Впрочем, когда я не удержала равновесие, оступилась и по-настоящему полетела вниз, мне расхотелось прыгать. Но было поздно.
Высоты можно не бояться, но падать с нее страшно всегда. Но и испугаться я не успела, не успела почувствовать боль, не успела попросить прощения у родителей за свою дурость, — или просто не помню, успела ли, — как наступила темнота. После этой темноты свет все-таки наступил, и загробным он был лишь наполовину. Жаль, что не целиком.
Ведь умирать проще тогда, когда ничего не знаешь о смерти. Неизведанности, как и высоты, можно бояться, можно перед ней трепетать, можно верить, что плохого она не несет — и ничто не будет ошибочным, раз уж не знаешь правды. А когда ее знаешь — тогда и знаешь, чего действительно стоит бояться и во что верить тщетно.
Меня пробудил озноб. Или то, что кто-то неустанно хлестал меня по щекам и никак не мог остановиться. Что настигло меня раньше, — озноб или боль — было и не сказать.
— Эй, ты в порядке? Как ты тут оказалась?
Поскольку мои распахнувшиеся глаза не убедили этого парня прекратить, я сама ударила его руку и отстранилась.
— Была бы в порядке, если бы ты меня не трогал. Упала с горы. Я мертва? Это тот свет? — пытаясь сохранить спокойствие при овладевшей мной панике, я спешно начала озираться.
И обнаружила, что лежала в снегу. Снег был повсюду; здесь царила зима. А ведь когда я падала, было лето. Но вряд ли я умудрилась проваляться полгода, к тому же после таких падений обычно не выживают.
Обычно.
Неподалеку стояло невысокое здание, распростертое вширь, и были проложены рельсы, уходившие в горизонт.
Похоже, спокойствие сохранить не удалось, раз взгляд нового знакомого сделался таким сочувственным — таким же, каким он смотрит на меня сейчас.
— Ты не мертва, но это действительно «тот свет».
Я скептически на него воззрилась и выгнула бровь. Безумцем в данной ситуации был кто-то один — либо я, раз уж мне такое мерещилось, либо он, раз нес подобную чушь. Ну или мы вместе лежали в психушке.
Лет ему было не больше двадцати пяти.

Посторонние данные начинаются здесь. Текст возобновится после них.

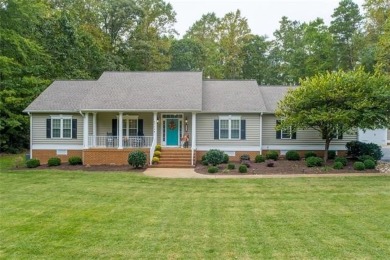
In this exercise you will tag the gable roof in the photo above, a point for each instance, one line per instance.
(62, 96)
(232, 96)
(167, 91)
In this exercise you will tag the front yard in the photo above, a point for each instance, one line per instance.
(76, 214)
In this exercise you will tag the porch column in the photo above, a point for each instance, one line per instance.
(261, 132)
(94, 130)
(193, 133)
(85, 128)
(154, 127)
(120, 131)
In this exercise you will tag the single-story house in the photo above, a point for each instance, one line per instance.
(103, 120)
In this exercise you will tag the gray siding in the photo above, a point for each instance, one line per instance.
(205, 131)
(304, 137)
(39, 130)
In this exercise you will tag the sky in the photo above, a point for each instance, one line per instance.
(263, 15)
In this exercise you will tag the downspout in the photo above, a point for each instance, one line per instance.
(261, 132)
(30, 115)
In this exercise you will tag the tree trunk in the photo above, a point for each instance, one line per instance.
(327, 144)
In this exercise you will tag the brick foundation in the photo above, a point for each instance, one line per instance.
(44, 155)
(109, 156)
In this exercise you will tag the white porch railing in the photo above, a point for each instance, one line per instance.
(113, 141)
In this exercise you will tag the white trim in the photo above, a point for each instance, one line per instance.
(56, 147)
(228, 148)
(120, 131)
(298, 147)
(261, 132)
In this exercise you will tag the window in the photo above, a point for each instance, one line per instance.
(130, 127)
(229, 127)
(61, 127)
(286, 133)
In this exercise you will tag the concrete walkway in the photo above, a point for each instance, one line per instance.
(191, 174)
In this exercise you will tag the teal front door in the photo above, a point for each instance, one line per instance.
(172, 132)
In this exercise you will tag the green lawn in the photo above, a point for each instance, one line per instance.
(61, 214)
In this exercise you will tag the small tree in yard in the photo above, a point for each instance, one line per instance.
(337, 102)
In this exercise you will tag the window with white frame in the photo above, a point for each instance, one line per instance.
(130, 126)
(61, 127)
(229, 127)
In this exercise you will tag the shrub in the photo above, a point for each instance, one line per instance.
(155, 160)
(259, 158)
(214, 157)
(338, 165)
(225, 158)
(359, 166)
(366, 157)
(243, 168)
(75, 160)
(356, 149)
(54, 161)
(314, 161)
(33, 163)
(369, 164)
(270, 163)
(293, 156)
(245, 157)
(310, 154)
(331, 155)
(343, 160)
(272, 155)
(212, 169)
(137, 159)
(231, 166)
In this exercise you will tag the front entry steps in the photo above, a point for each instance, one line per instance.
(174, 158)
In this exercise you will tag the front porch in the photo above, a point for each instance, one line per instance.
(106, 133)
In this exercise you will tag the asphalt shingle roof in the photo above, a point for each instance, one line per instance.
(232, 96)
(62, 96)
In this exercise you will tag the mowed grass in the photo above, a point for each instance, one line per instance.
(80, 215)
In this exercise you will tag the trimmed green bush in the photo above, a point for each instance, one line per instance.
(369, 164)
(310, 154)
(225, 158)
(338, 165)
(272, 155)
(356, 149)
(293, 156)
(343, 160)
(33, 163)
(366, 157)
(75, 160)
(331, 155)
(359, 166)
(54, 161)
(243, 168)
(137, 159)
(214, 157)
(231, 166)
(259, 158)
(245, 157)
(212, 169)
(314, 161)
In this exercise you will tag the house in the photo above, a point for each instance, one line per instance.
(103, 120)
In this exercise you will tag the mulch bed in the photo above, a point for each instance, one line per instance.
(102, 168)
(283, 167)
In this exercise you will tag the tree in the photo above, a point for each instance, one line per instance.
(345, 28)
(187, 55)
(337, 102)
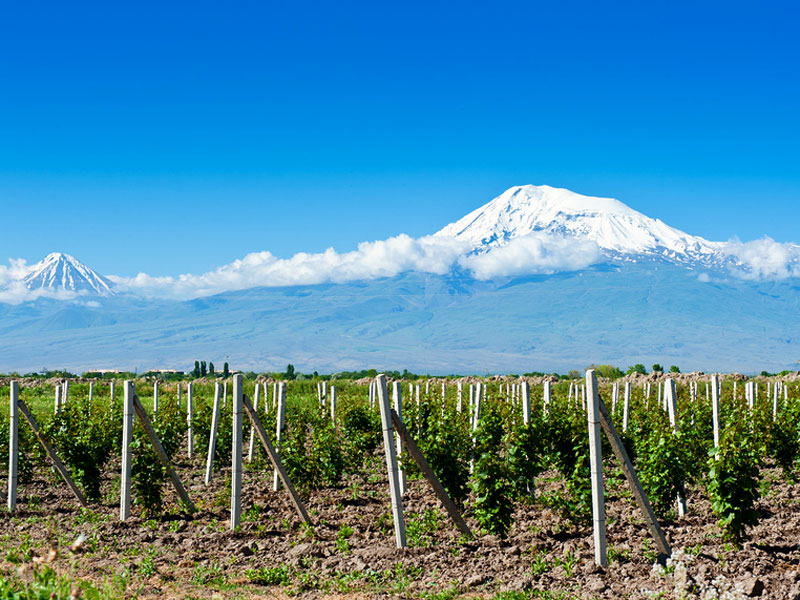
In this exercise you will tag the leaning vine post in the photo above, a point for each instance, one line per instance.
(715, 406)
(391, 461)
(596, 463)
(397, 395)
(251, 446)
(279, 418)
(13, 447)
(236, 454)
(212, 440)
(127, 438)
(670, 397)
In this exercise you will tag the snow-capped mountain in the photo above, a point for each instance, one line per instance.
(620, 231)
(59, 271)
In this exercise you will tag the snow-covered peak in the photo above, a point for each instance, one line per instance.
(616, 228)
(59, 271)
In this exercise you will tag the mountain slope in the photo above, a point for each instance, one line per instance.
(619, 230)
(634, 313)
(58, 271)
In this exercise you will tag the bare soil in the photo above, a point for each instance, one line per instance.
(350, 551)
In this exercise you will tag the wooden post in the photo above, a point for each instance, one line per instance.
(430, 476)
(397, 396)
(715, 406)
(13, 445)
(127, 438)
(633, 482)
(162, 455)
(236, 454)
(251, 445)
(212, 441)
(670, 396)
(273, 456)
(279, 418)
(526, 403)
(391, 462)
(596, 463)
(626, 406)
(189, 410)
(51, 453)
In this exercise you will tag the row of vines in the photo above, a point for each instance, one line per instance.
(487, 471)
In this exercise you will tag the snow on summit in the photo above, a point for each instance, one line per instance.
(58, 271)
(619, 230)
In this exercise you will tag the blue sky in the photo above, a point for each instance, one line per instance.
(177, 137)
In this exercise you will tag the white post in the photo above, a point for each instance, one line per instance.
(279, 418)
(13, 445)
(626, 406)
(189, 408)
(212, 442)
(775, 396)
(476, 415)
(526, 403)
(251, 447)
(127, 436)
(715, 406)
(546, 398)
(236, 458)
(397, 394)
(391, 462)
(596, 463)
(671, 398)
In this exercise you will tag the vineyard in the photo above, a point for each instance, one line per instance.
(151, 499)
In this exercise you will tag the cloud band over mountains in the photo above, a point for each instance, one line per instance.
(535, 253)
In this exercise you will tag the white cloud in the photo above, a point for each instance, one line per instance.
(763, 259)
(535, 253)
(371, 260)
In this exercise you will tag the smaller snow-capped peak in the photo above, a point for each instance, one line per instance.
(615, 227)
(59, 271)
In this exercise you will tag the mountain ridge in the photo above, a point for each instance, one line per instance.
(62, 272)
(620, 231)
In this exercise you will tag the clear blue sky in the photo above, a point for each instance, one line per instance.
(175, 137)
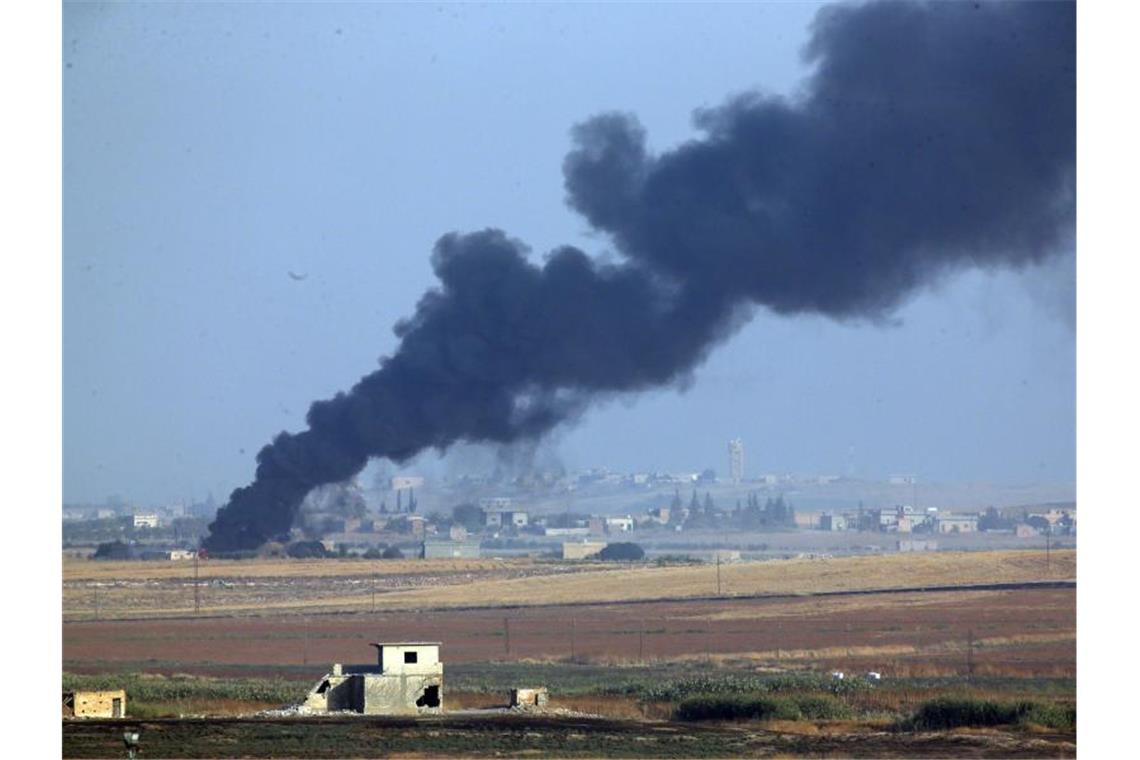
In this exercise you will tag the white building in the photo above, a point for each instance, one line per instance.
(620, 524)
(147, 520)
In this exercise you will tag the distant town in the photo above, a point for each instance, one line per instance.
(577, 515)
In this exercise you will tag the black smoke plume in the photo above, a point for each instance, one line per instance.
(929, 138)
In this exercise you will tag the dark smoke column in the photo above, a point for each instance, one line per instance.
(929, 138)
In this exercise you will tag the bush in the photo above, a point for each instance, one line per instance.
(822, 708)
(621, 552)
(738, 708)
(954, 712)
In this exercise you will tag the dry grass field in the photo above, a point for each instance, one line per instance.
(111, 590)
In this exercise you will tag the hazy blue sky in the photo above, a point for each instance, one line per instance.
(213, 148)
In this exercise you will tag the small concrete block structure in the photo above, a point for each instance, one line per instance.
(95, 704)
(408, 679)
(529, 697)
(581, 549)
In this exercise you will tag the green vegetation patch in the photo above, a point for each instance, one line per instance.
(762, 707)
(143, 688)
(957, 711)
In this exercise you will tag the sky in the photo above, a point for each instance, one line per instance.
(251, 193)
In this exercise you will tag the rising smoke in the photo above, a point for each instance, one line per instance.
(929, 138)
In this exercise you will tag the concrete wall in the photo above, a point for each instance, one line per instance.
(396, 695)
(391, 659)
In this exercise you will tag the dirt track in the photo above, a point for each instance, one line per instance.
(542, 735)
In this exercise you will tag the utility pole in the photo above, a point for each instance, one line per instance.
(969, 653)
(1049, 532)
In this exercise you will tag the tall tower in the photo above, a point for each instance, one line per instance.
(735, 460)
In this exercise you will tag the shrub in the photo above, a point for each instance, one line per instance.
(623, 550)
(306, 549)
(738, 708)
(955, 711)
(822, 708)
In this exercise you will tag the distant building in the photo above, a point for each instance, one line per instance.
(581, 549)
(735, 460)
(566, 531)
(95, 704)
(949, 523)
(408, 679)
(505, 517)
(449, 549)
(619, 524)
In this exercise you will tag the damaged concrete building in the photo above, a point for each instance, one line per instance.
(407, 679)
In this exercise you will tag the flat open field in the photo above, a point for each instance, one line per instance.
(535, 735)
(1015, 632)
(114, 590)
(589, 632)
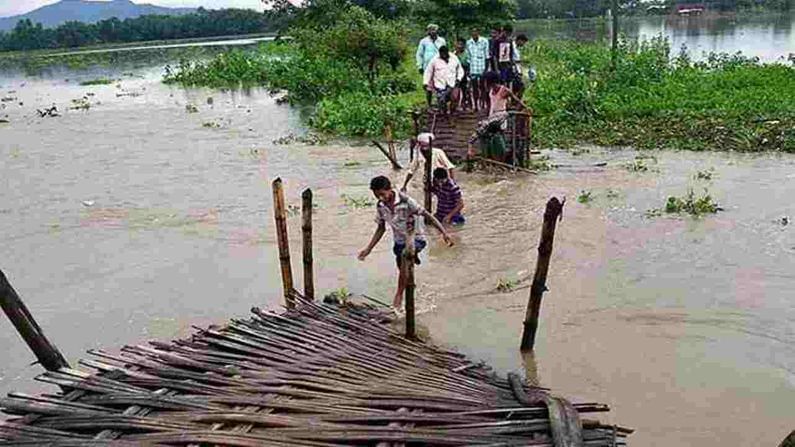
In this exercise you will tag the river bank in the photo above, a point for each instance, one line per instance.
(133, 220)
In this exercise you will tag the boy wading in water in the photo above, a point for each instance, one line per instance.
(401, 213)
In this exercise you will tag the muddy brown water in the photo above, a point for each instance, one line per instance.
(132, 220)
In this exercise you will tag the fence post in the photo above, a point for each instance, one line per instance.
(428, 177)
(280, 214)
(553, 211)
(306, 227)
(408, 264)
(47, 354)
(614, 37)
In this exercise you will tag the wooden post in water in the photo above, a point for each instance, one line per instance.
(280, 214)
(428, 177)
(415, 116)
(408, 266)
(551, 215)
(614, 36)
(47, 354)
(306, 227)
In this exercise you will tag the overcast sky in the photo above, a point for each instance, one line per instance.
(14, 7)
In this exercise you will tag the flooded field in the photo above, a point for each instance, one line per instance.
(149, 210)
(770, 37)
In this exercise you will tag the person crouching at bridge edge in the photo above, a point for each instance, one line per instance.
(401, 213)
(449, 201)
(438, 159)
(441, 77)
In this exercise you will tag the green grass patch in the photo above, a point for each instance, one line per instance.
(651, 100)
(98, 81)
(585, 197)
(695, 205)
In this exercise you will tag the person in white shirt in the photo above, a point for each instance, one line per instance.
(441, 77)
(438, 159)
(428, 49)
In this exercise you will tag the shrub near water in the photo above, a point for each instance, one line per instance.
(353, 69)
(727, 102)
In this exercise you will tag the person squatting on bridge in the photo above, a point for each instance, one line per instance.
(403, 214)
(438, 159)
(458, 80)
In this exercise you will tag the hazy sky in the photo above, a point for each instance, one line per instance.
(14, 7)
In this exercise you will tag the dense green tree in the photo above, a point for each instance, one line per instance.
(203, 23)
(458, 16)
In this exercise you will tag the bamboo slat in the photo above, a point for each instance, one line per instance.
(316, 375)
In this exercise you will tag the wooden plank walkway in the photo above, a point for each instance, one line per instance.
(317, 375)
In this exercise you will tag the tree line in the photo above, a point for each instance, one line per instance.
(203, 23)
(593, 8)
(452, 15)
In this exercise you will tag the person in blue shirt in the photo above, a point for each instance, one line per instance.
(427, 51)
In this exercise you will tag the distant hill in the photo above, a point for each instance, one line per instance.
(88, 12)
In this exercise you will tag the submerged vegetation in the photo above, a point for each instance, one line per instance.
(650, 100)
(688, 204)
(98, 81)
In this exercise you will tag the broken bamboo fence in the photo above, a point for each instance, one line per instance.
(315, 375)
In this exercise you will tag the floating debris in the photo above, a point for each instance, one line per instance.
(310, 138)
(51, 112)
(81, 104)
(318, 375)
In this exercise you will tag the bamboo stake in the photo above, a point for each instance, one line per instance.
(503, 165)
(395, 164)
(408, 266)
(280, 214)
(415, 117)
(513, 141)
(614, 36)
(46, 353)
(553, 211)
(428, 177)
(306, 215)
(389, 141)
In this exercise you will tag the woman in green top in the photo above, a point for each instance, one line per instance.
(462, 95)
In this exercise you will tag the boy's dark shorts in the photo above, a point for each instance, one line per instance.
(397, 249)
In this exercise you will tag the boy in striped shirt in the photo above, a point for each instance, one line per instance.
(450, 202)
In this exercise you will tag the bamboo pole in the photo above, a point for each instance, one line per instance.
(513, 141)
(408, 266)
(390, 143)
(428, 177)
(415, 117)
(553, 211)
(46, 353)
(614, 36)
(280, 214)
(395, 164)
(306, 227)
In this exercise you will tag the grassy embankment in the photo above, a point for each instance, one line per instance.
(346, 102)
(649, 101)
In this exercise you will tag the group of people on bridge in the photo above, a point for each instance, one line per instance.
(478, 74)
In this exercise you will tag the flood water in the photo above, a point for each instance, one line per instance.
(770, 37)
(136, 219)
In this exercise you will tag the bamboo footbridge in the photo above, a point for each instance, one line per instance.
(317, 375)
(312, 375)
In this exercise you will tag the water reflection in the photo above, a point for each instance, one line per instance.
(768, 37)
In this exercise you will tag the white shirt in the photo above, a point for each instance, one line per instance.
(438, 160)
(441, 74)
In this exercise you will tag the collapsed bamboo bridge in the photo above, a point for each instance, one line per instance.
(313, 375)
(317, 375)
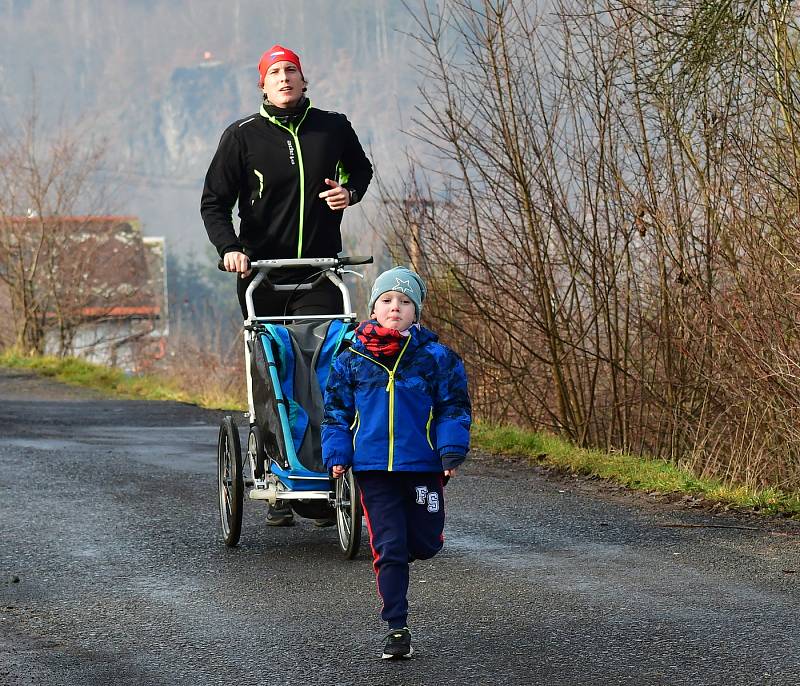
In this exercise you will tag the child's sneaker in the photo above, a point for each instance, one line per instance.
(398, 644)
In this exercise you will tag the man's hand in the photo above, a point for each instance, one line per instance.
(338, 197)
(237, 262)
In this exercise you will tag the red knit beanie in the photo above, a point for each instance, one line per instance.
(277, 53)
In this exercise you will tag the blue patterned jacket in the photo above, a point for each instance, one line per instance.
(402, 419)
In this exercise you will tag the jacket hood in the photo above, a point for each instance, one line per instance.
(420, 336)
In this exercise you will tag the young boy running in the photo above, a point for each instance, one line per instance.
(397, 411)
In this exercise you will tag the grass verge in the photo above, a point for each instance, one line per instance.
(116, 382)
(650, 475)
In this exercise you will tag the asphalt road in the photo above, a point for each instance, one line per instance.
(112, 571)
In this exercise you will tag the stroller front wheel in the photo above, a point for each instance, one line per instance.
(230, 481)
(348, 514)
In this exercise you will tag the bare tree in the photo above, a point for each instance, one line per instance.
(45, 179)
(608, 215)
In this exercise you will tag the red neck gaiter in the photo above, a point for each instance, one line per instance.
(379, 340)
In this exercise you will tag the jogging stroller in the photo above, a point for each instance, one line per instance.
(287, 361)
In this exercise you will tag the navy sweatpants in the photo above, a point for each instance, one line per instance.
(405, 519)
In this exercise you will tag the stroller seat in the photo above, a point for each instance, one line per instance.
(301, 355)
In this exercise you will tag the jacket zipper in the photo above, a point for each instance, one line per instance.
(292, 129)
(390, 391)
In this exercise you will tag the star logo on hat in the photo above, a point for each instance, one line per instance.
(400, 287)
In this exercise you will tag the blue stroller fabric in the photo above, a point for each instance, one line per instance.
(304, 354)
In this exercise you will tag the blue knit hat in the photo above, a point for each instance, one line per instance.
(403, 280)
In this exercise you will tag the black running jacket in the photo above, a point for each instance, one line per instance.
(276, 173)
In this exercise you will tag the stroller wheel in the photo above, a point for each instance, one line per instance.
(348, 514)
(255, 451)
(230, 481)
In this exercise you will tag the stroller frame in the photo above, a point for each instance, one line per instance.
(267, 477)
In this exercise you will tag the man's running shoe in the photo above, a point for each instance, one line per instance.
(398, 644)
(280, 515)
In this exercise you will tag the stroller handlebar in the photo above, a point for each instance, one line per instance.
(321, 262)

Короткие каштановые волосы и серо-зеленые глаза, которые всегда будут смотреть на меня именно так — снисходительно.
— Все пути в небеса, которые строили в древности для мертвых, больше подходят для живых, — пояснил он, и я вынырнула из ступора. — Ну, скоро сама все узнаешь.
Он галантно протянул ладонь, но я не приняла помощь и поднялась сама, постепенно свыкаясь с холодом.
— Меня зовут Дэро́ш, — хмыкнул он, убирая руку.
— Хлоя.
День знакомства с Адраганом можно считать днем моего рождения, знакомство с Дэрошем символизировало мой конец, а Эрхарт был между ними связующим звеном, о котором я пока не подозревала.